If paying bills is a challenge, try to pay at least the minimum on your cards each month, on time. And begin looking for ways to cut expenses and increase your income.
3) Co-sign for someone else. Here's the scenario: Your boyfriend or girlfriend really needs a loan for a new car, but the bank says no way without a co-signer. You may think you're merely vouching for your soulmate's character, but you're really saying, "I'll pay if he doesn't."
You have one good possible outcome: He or she makes every payment on time, and, four years or so later, that loan is gone. But consider the other possibilities, from a crisis that makes him unable to pay (job loss, injury) to the worst-case scenario--he just walks away from the debt. You'll inherit the debt, the collector's harassing phone calls and the damage to your credit, too.
When your sweetie asks you to co-sign, offer to ride the bus with him or her instead.
4) Collect credit cards like Beanie Babies. You hear this once a weekend: "If you open up a new credit card with us today, you'll get 10 percent off your purchase! That's going to save you $8 today! It takes one minute to apply!"
Your wallet already has your favorite card, a backup "just in case" and your debit card--but that $8 off sounds good too. Store and regular credit cards often come with tempting perks. But a collection of cards in your wallet--meaning you have ready access to potential debt that would be challenging to repay--can ding your creditworthiness.

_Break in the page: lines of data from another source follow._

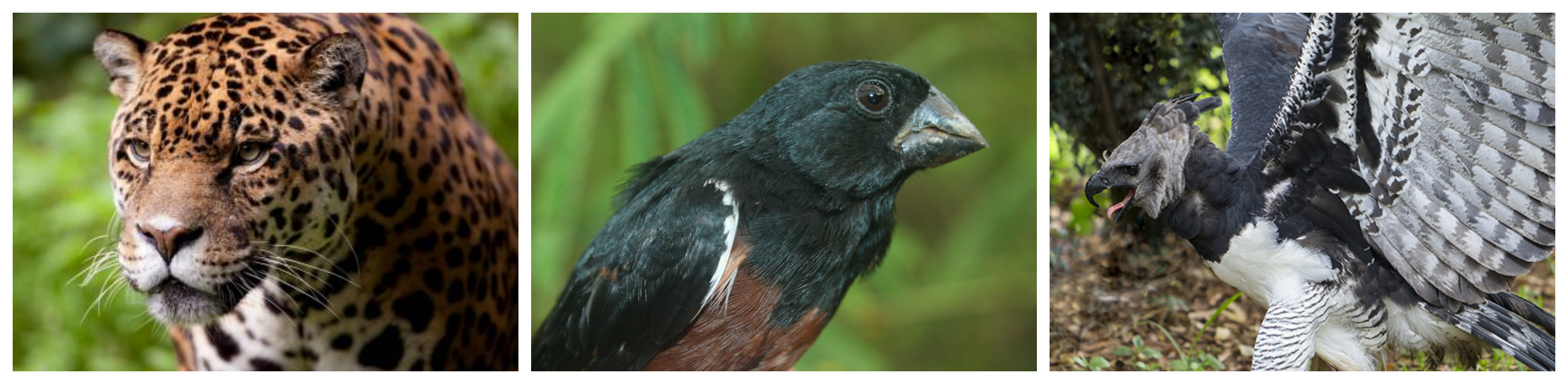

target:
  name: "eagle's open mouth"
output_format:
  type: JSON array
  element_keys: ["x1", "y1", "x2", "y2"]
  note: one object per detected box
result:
[{"x1": 1105, "y1": 186, "x2": 1138, "y2": 223}]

Stick to the fewest possible cards you need, and select cards with perks you'll use regularly, such as one of the best rewards credit cards.
5) Blow off your other bills. You may imagine your credit report and score is based entirely on what you do with your MasterCard and Visa. However, it's not that simple--your habits with all your bills figure into the big picture of who you are as a borrower. If you're regularly late paying your electric bill, for example, your credit report may turn off future lenders before the power company turns off your lights!
Set up a system to pay your bills on time, or have them paid automatically from a bank account.
Use your credit cards thoughtfully, avoid unnecessary debt and pay your bills on time (that's the most important step for building a good credit score), and you'll end up with a credit history that takes you successfully into your first years of adulthood and beyond.